А халат! Это было что-то бесподобное. Леопардовый халат Изабеллы Шейем. Этот пятнистый леопардовый халат она через день стирала в раковине в учительской, пользуясь мылом, которое тут лежало, и в учительской же сушила его, расправив на плечиках, подвесив к книжному шкафу. В сумочке она хранила гвоздичный одеколон — в маленьком флакончике, на переменах она смачивала одеколоном свой носовой платок, затем протирала им лоб, шею и прожилки на запястьях.
— С дисциплиной в этой школе дела обстоят не блестяще, — высказалась она после нескольких дней работы и в присутствии директора. — Дети не знают даже, что означает слово «смирно»… Они просто не умеют стоять по стойке «смирно».
Она сказала это с серьезным видом. Озабоченно-плаксивым тоном.
— Я объяснила им, что по стойке «смирно» стоять надо навытяжку, пятки вместе, руки по швам и так далее… Хотя это дело классного руководителя, но я вынуждена была вмешаться. Такие большие дети, и надо же… Конечно, это не только здесь… Но вот что странно, я сталкиваюсь с этим уже в третьей школе, — добавила она утешающе, повернувшись к директору. — Дети не знают самых элементарных правил…
— У меня, моя милочка, они стоят навытяжку, — сказал Хаттанти и, чтобы перебить гвоздичный аромат, закурил трубку. — Захочу, они мне пол вылижут, ползая на коленках. Если, конечно, захочу.
— Ну зачем же такое захотеть? — поинтересовался Зюм-Зюм тихо.
— Если дети нас не уважают, невозможно их обучать! — И Изабелла Шейем внесла два неуда в журнал — оба против одной и той же фамилии. — И это уважение им надо прививать. В особенности если взять мои предметы!
— Ну вот, — сказал директор, — в этом мы с вами согласны.
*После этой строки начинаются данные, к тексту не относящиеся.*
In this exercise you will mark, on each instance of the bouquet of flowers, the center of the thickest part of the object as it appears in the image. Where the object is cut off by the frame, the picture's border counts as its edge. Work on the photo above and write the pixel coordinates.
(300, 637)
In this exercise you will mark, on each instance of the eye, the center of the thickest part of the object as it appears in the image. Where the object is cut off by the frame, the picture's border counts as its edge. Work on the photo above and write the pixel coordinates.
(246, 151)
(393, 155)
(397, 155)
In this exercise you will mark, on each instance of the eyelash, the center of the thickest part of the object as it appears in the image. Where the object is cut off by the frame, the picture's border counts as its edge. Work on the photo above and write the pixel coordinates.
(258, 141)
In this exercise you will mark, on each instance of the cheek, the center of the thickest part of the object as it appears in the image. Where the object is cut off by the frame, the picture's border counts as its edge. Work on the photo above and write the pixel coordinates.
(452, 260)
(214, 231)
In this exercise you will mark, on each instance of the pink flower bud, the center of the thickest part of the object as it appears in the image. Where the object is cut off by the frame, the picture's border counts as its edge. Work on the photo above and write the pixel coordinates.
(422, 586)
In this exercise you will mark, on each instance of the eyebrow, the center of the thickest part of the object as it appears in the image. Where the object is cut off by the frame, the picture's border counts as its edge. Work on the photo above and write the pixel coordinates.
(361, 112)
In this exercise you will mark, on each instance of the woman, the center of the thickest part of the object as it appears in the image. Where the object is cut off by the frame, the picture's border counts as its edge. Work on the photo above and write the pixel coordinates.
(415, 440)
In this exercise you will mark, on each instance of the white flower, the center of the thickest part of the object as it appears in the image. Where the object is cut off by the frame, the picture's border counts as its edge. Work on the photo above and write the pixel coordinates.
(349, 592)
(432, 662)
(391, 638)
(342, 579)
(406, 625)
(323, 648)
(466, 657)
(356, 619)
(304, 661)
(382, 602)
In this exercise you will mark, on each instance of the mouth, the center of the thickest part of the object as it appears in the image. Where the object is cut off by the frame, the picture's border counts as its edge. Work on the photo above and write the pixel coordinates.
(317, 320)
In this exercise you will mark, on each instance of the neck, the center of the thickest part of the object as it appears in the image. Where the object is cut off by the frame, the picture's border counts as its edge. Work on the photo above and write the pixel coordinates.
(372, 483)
Зюм-Зюм вел кружок по литературе. В хорошую погоду занимались в дальнем углу школьного двора, кружок его хорошо посещали, и здесь большинством голосов решалось, какие темы обсуждать на занятиях. Зюм-Зюм сказал как-то школьному инспектору, что вся годовая программа не дает ребятам столько, сколько эти послеобеденные занятия. Инспектор испугался, попросил все тетради с сочинениями, внимательно изучил планы занятий, не отсутствует ли в них «ознакомление с известными писателями», и успокоился, даже подбодрил Зюм-Зюма: нельзя быть таким пессимистом. Зюм-Зюм на это ответил, что пессимистами бывают как раз те люди, которые чего-то достигли, но только можно ли это назвать пессимизмом и стоит ли говорить в этом случае об оптимизме и пессимизме. Однажды на занятиях своего кружка он услышал, как третьеклассники перешептывались: Изабелла Шейем… Изабелла Шейем…
— Ну хватит, — одернул он ребят, — вы привыкли к полной безнаказанности на уроках ее предшественницы.
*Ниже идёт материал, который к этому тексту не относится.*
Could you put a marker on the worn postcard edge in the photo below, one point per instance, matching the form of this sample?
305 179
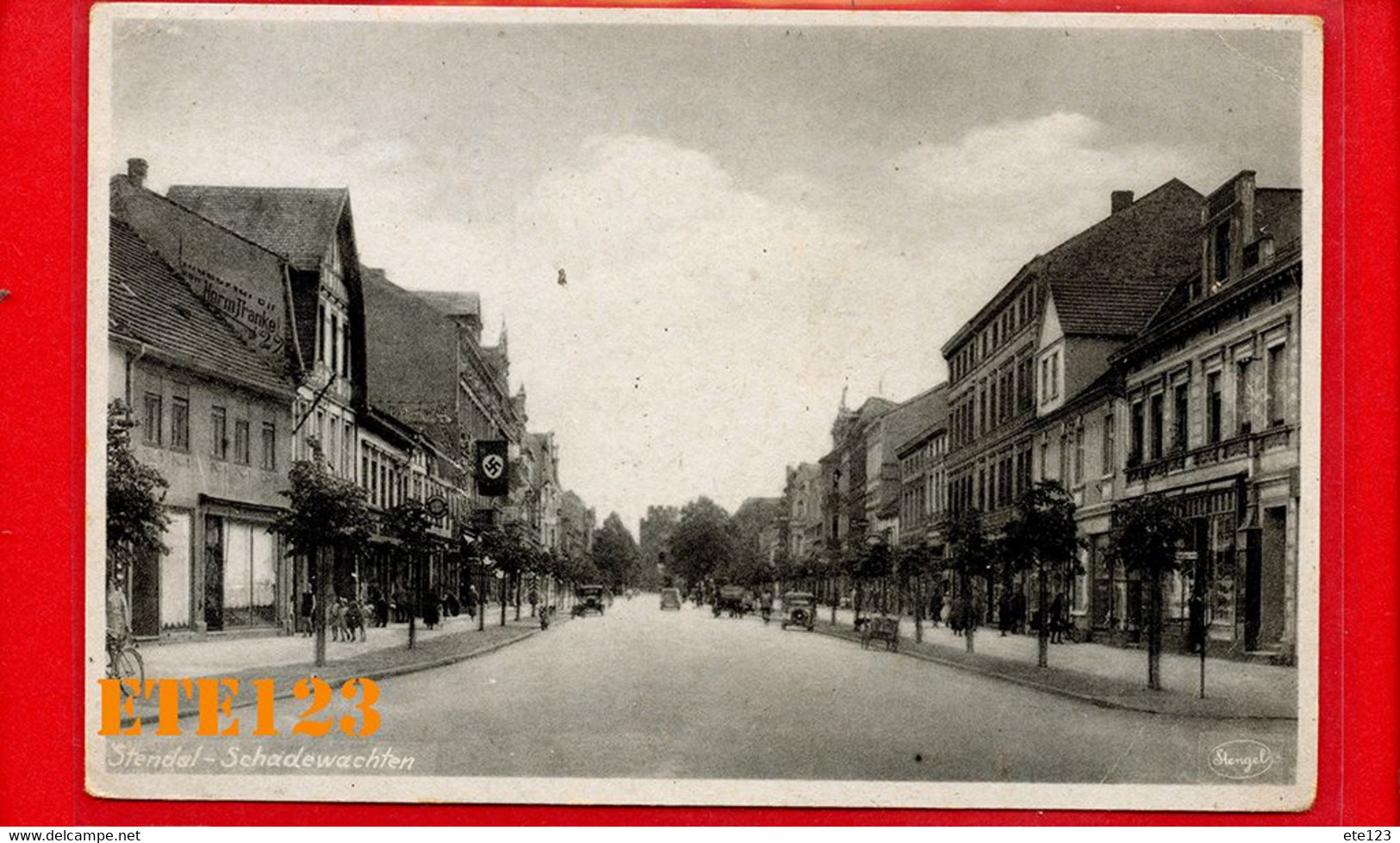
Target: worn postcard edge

Ученики обиженно замолчали. А Зюм-Зюму показалось, что он понял наконец, откуда эта всеобщая устойчивая неприязнь к ней. Изабелла Шейем — педантка до мозга костей. Требует железного порядка, казарменной дисциплины. И все ее высказывания в учительской такого же плана.
— Чтобы на моих уроках да не выполнить задания…
— Он, видите ли, дома забыл словарь… Да кто этому поверит?
— Насморк — это не болезнь! Температура — это когда тридцать восемь и выше!
И в то же время певуче-жалобный голос, обиженный нос-картофелинка сбивали с толку. И еще телефонные разговоры с мамулей.
«Ты гардины подняла? А ты подыми, а в двенадцать спусти снова… И с фасадной стороны тоже!.. Ладно? Да, мамочка, сервелат я съела… Немножко ломтики толстоватые получились… Я говорю, толстоватые получились, будем теперь резать тем ножом, что побольше, ты согласна, золотко мое, береги себя, да что ты, я вовсе не хриплю, это телефон искажает, нет, нет, не болит… я уже приняла… целую, до свидания».